Another war dents global economy

Tapiwa Gomo

THE world has experienced multiple shocks in the past 10 turbulent years, each with differing effects.

Although world leaders have responded to the shocks in diverse ways, there has not been a comprehensive strategic approach or a well-thought-out plan to deal with them. Let’s take a glance at recent historical moments and the various shocks the world has experienced, each of which has been handled differently by world leaders.

Donald Trump took office as the 45th president of the United States (US) on January 20, 2017. Being the leader of one of the most powerful countries in the world, he introduced protectionist policies which made it difficult for other countries to conduct business with the US-based businesses on free market principles.

He declared to the world that he had adopted these policies to safeguard US markets, support domestic businesses and attract back investors who had fled the country in quest of more affordable labour.

In response, some of the countries trading with the US found new trading partners to take the place of the US markets. This, along with Brexit in the United Kingdom (UK), signalled or rather intensified the fragmentation of world markets, a phenomenon commonly referred to as deglobalisation.

This involves some global units — usually nation-States — becoming less integrated and dependent on one another. Deglobalisation is simply when economic trade and investment between or among countries decline.

The COVID-19 pandemic severely impacted livelihoods, and took a huge toll on human life and international trade, which caused the world economy to nearly collapse.

According to estimates, the pandemic cost the world economy more than US$12,5 trillion, or roughly 10% of total global gross domestic product. The impact was far harsher and deeper.

In fact, the disease’s impact is still being felt by millions of small businesses and low-income families, mainly because their trading patterns and means of subsistence were closely entwined with those of the global economies.

When the world thought it was time to rise out of the lockdowns and resuscitate economies and livelihoods, the war in Ukraine ignited, putting a dumper on all efforts for economic recovery.

Even before the COVID-19 pandemic, there was growing anguish over how the US and its Western allies were handling global affairs, mainly the haphazard imposition of sanctions on countries which did not conform to their dictates.

As the world prepared to emerge from COVID-19 pandemic lockdowns and revive its economies and livelihoods, the war in Ukraine intensified, severely hindering any attempts at economic recuperation.

The need to find alternate international trading partners and currency systems was sufficiently justified by the way the Ukraine war was handled, particularly the imposition of additional sanctions on Russia, one of the world’ major suppliers of energy and fertilisers.

Food shortages and inflation have been made worse by the war’s impact on unstable and high commodity and energy prices, which have been felt in many parts of the world.

While some countries have attempted to manage the effects of the pipeline disruptions brought on by the conflict in Ukraine, issues to do with food supply and commodity prices have persisted due to the unpredictability of the conflict’s length and intensity as well as possible export restrictions on nations which export food.
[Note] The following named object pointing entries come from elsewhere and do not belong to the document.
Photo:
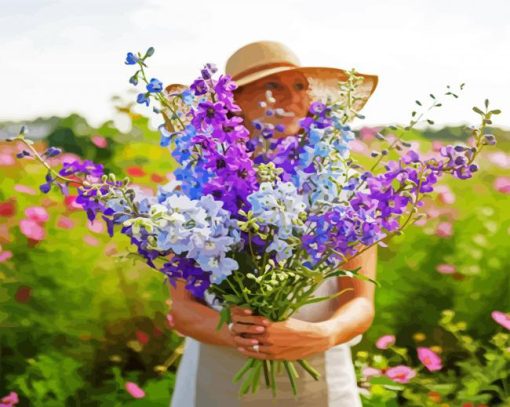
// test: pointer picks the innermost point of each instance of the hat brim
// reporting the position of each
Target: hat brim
(323, 82)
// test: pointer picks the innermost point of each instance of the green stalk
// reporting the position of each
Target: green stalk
(313, 372)
(247, 366)
(267, 368)
(256, 376)
(290, 372)
(272, 371)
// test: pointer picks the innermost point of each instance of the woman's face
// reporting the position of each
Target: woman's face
(289, 89)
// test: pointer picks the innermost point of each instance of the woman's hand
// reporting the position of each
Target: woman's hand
(287, 340)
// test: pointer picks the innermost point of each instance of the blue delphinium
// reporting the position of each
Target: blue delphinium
(131, 59)
(154, 86)
(143, 98)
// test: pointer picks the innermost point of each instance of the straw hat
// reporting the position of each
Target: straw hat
(264, 58)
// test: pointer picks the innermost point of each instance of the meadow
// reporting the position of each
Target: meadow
(83, 324)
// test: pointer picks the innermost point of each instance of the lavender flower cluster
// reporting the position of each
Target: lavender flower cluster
(295, 200)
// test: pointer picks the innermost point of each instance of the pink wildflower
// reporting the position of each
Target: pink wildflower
(37, 214)
(384, 342)
(32, 229)
(400, 373)
(134, 390)
(501, 318)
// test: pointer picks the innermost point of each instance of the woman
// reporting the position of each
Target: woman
(322, 332)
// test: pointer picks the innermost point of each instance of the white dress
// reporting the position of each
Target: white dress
(204, 376)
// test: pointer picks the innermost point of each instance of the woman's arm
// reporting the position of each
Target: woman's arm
(356, 311)
(191, 318)
(295, 339)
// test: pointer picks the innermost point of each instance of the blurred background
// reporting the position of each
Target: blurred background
(81, 323)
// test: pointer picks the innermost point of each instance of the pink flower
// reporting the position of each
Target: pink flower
(99, 141)
(5, 255)
(32, 229)
(90, 240)
(501, 318)
(502, 184)
(134, 390)
(170, 320)
(6, 160)
(500, 159)
(369, 372)
(446, 268)
(444, 229)
(96, 226)
(37, 214)
(430, 359)
(24, 189)
(8, 208)
(384, 342)
(400, 373)
(10, 400)
(65, 222)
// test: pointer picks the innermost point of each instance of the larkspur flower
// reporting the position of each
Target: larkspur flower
(154, 86)
(131, 59)
(143, 98)
(430, 359)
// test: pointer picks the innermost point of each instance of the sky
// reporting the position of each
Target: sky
(58, 57)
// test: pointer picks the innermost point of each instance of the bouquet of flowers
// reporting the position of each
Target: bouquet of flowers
(257, 221)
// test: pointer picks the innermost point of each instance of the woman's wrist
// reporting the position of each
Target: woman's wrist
(323, 336)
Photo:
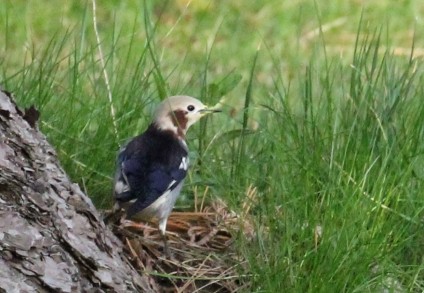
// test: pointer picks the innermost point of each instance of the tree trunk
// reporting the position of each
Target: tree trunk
(52, 239)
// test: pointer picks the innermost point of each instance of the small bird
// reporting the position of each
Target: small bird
(151, 168)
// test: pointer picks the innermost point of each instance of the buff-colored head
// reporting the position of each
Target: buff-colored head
(178, 113)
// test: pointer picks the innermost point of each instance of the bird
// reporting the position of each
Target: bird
(151, 168)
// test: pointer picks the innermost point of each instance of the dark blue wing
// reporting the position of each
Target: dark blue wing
(147, 167)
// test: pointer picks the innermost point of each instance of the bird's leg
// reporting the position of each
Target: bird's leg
(162, 229)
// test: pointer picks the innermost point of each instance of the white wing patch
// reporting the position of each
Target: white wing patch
(184, 163)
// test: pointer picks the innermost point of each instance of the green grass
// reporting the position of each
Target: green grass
(323, 116)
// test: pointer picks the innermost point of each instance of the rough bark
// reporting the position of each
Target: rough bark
(52, 238)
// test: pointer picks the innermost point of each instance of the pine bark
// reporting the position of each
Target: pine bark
(52, 239)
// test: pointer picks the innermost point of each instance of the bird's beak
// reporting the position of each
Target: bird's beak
(207, 110)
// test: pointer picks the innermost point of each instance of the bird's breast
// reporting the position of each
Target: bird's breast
(161, 207)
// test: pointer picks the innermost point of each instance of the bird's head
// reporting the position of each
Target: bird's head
(178, 113)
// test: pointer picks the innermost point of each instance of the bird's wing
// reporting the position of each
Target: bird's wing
(141, 180)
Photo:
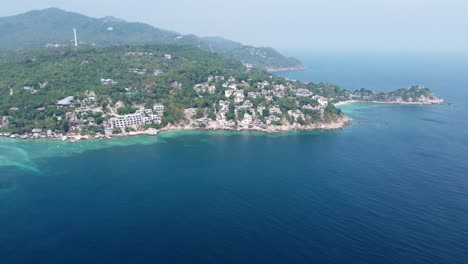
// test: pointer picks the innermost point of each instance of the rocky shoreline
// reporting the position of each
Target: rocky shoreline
(338, 124)
(426, 102)
(295, 68)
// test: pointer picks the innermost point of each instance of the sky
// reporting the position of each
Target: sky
(293, 25)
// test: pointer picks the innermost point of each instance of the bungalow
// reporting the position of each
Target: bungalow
(228, 93)
(303, 92)
(159, 109)
(212, 89)
(274, 110)
(66, 102)
(108, 82)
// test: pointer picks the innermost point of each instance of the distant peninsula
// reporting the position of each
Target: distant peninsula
(87, 92)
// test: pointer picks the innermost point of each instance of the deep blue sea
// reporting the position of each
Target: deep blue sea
(390, 188)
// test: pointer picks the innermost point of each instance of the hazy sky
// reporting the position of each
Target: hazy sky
(427, 25)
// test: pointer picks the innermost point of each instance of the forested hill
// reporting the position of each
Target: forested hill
(54, 26)
(90, 89)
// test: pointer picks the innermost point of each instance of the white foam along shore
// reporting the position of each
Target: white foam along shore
(429, 102)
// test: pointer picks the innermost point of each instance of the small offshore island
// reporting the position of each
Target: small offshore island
(93, 93)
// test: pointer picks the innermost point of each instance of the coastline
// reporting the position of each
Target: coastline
(429, 102)
(335, 125)
(286, 69)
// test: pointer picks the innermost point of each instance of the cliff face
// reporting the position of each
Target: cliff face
(411, 95)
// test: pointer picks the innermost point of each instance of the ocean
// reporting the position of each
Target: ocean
(392, 187)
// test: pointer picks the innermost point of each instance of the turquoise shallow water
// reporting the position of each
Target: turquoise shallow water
(390, 188)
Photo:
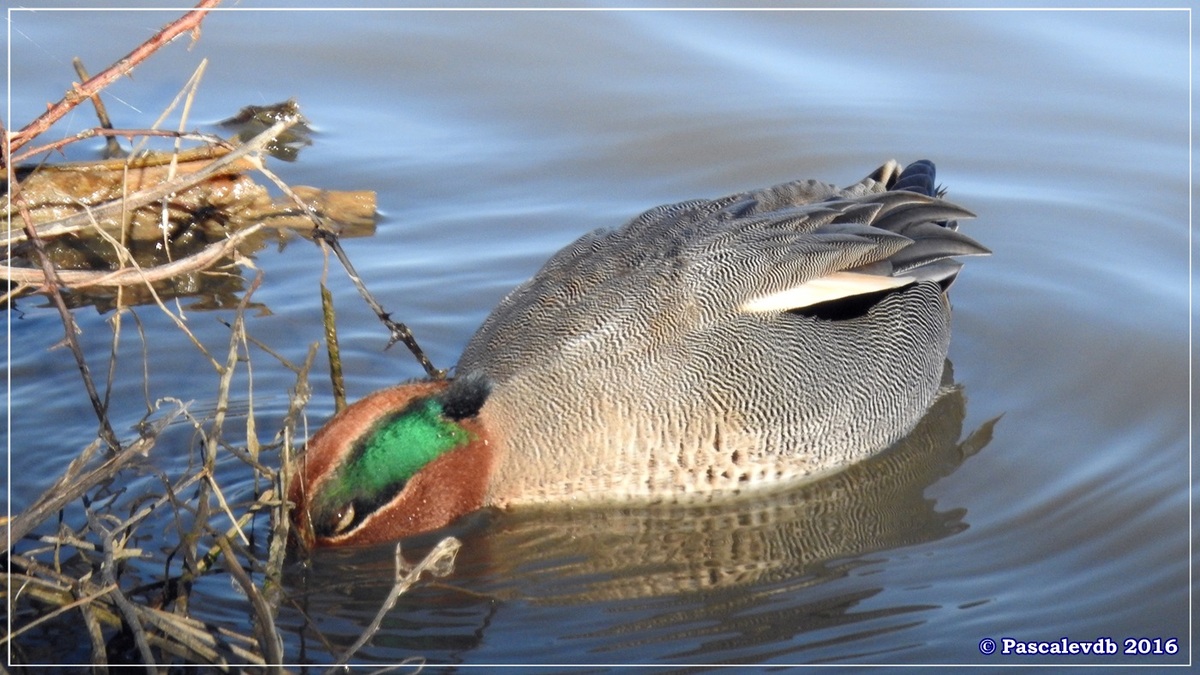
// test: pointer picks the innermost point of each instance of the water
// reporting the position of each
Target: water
(1049, 495)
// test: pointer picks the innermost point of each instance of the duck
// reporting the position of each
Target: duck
(705, 348)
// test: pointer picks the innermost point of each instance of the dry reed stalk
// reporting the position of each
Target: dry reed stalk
(79, 93)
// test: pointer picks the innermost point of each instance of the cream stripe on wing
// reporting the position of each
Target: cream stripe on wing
(831, 287)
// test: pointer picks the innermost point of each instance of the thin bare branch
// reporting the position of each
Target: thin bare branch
(79, 93)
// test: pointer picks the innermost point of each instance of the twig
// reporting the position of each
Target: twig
(400, 333)
(189, 22)
(268, 638)
(438, 562)
(333, 348)
(208, 138)
(112, 148)
(151, 195)
(127, 609)
(69, 326)
(72, 487)
(322, 234)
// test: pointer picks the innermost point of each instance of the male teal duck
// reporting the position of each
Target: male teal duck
(703, 348)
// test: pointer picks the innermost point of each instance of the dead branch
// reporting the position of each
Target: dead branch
(189, 22)
(115, 208)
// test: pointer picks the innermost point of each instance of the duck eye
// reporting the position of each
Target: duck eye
(343, 518)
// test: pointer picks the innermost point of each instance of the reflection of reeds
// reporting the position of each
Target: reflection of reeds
(93, 562)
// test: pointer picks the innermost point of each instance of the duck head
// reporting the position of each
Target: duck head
(400, 461)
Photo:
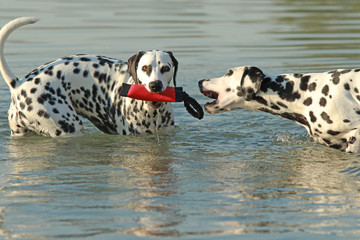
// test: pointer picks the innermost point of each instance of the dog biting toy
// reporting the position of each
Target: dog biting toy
(171, 94)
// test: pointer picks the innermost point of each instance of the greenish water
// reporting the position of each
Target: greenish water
(236, 175)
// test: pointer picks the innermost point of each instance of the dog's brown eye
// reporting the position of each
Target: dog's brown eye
(229, 73)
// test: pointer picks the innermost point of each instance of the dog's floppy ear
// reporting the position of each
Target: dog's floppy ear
(132, 65)
(176, 64)
(251, 82)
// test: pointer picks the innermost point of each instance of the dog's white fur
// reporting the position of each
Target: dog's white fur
(326, 104)
(49, 99)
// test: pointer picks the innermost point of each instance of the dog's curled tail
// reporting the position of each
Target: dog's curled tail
(5, 31)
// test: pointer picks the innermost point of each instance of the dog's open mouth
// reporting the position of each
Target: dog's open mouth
(156, 104)
(210, 94)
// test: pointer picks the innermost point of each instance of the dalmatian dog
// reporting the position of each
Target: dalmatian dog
(49, 100)
(327, 104)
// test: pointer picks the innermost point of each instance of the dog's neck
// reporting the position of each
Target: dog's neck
(281, 96)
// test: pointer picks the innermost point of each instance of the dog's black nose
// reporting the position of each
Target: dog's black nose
(155, 86)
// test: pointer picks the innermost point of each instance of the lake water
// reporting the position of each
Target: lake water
(236, 175)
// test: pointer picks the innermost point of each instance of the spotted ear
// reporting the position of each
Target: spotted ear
(132, 65)
(176, 64)
(251, 82)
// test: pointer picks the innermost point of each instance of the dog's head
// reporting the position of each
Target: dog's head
(154, 69)
(231, 91)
Discussions about the BRICS, an emerging economic and geopolitical bloc that consists of Brazil, Russia, India China and South Africa, dominated the time between then and the recent escalation of hostilities in the Middle East.

Most people were pinning their hopes for an alternative global trading and currency system on this bloc.

When that was smoothly in the pipeline, global attention shifted to the Middle East where an escalation of another war took place on October 7 and is threatening to once again disrupt economic recovery.

For several reasons, the conflict between Palestine and Israel has the potential to have a significant negative economic impact. If more countries decide to join, it can seriously damage the global economy and bring it dangerously close to a major recession.

This is contingent upon the responses of both Western and Middle Eastern countries on how this situation must be resolved.

The world is in for a protracted conflict that could split the globe apart if it adopts the same Russia-Ukraine strategy.

Second, given that the war in Ukraine has caused prices of everything to rise, the world cannot afford to see another protracted conflict escalate in one of the main oil and energy-supplying regions.

A similar conflict involving several Middle East countries in 1973 led to an oil embargo which caused developed economies to stagnate.

Because it was undergoing a process of reconfiguration when it was hit by these shocks, the world economy is still extremely fragile.

The world will regress even further if the Middle East crisis persists, and this could lead to further price increases for necessities, therefore destitution and poverty.

So much for globalisation when poor countries should be working on producing for themselves rather than depending on global supplies.

  • Tapiwa Gomo is a development consultant based in Pretoria, South Africa. He writes here in his personal capacity.